At times, the tension between the PPAC and bathtub opponents rose to the surface. One attendant even stormed out, cursing the project as he exited – a move met with applause by some and scolds from others. Residents spoke out of turn and raised questions outside the public comment period on numerous occasions, forcing PPAC Chair Beverly Schor to slap the table in her own imitation of a gavel.

To learn more about the project, visit the “Fine Blance” website at finebalance.art.

Discussion on a small art project earlier in the meeting also became elongated by a resident that questioned the methodology for commissioning a piece that wasn’t site specific and could be altered conceptually – two of the main critiques of the Water Street project.

Multiple speakers alleged a conflict with federal guidelines for preserving historic districts like downtown Petaluma. Resident Linda Buffo cited the Secretary of the Interior’s standards for preservation, claiming the area would lose its historic designation if the project was completed.

“It is my personal opinion that this project does not belong in our downtown district, and that we would be better served by other public art projects, other than bathtubs on stilts,” Buffo said. “The Water Street area was designed specifically for outdoor activities. This obviously is an impediment to that because we’re going through such a process to move these things around to make it all work. Find another location inside the city outside our historic downtown district.”

However, those guidelines from the U.S. Department of the Interior also include practices designed for making new additions and alterations.

Planning commissioner Bill Wolpert spoke in support of the project, and refuted the notion that it would violate the city’s regulations.

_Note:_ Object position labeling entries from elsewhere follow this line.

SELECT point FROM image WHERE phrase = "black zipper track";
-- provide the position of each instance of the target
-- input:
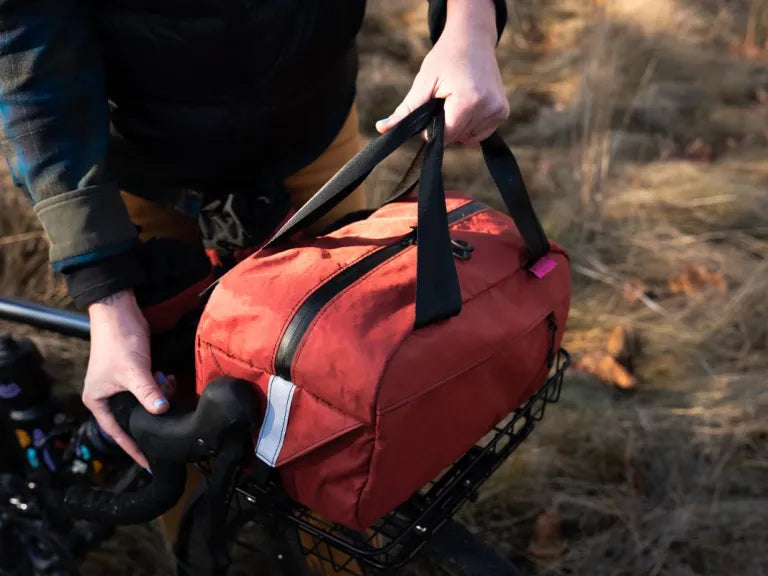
(316, 301)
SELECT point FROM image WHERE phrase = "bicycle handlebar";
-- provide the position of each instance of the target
(222, 425)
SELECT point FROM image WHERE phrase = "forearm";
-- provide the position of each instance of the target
(472, 18)
(483, 17)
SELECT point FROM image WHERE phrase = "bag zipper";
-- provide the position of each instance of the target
(315, 302)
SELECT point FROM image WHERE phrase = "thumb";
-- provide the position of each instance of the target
(419, 94)
(146, 390)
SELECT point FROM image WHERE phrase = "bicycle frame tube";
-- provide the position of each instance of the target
(45, 317)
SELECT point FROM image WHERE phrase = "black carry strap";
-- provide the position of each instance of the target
(352, 174)
(438, 295)
(506, 175)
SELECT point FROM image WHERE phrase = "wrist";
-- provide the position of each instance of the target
(118, 307)
(473, 19)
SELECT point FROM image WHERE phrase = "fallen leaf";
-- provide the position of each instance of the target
(606, 368)
(547, 541)
(696, 279)
(617, 341)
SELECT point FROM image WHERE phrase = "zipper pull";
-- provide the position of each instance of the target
(553, 333)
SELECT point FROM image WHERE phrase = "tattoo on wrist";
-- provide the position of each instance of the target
(111, 299)
(108, 301)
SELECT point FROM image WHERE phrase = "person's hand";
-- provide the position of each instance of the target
(120, 361)
(462, 69)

“I think you’ve addressed a lot of the concerns that I’ve read and heard about,” he said to Goggin. “I love the fact that it’s going to be seen from the axis of the side streets overlooking the river. As an architect and planning commissioner, I like the idea that old and new can co-mingle. It creates contrast between the two. There is nothing in our codes that prevents contemporary buildings or artwork in our downtown.”

The public is invited to attend the next project update on Jan. 12, which has been set for the so-called “story pole event.” Goggin will be constructing and deconstructing replicas one at a time so residents can see how the piece might interact with the space.

His mother will be providing tea for any interested attendants, he said.

“I am looking for opportunities to improve the piece as we go, continuing to refine the details with an interest in what the site requests through the local input and the physicality (of the sculptures),” Goggin said. “It’s, after all, a balancing act.”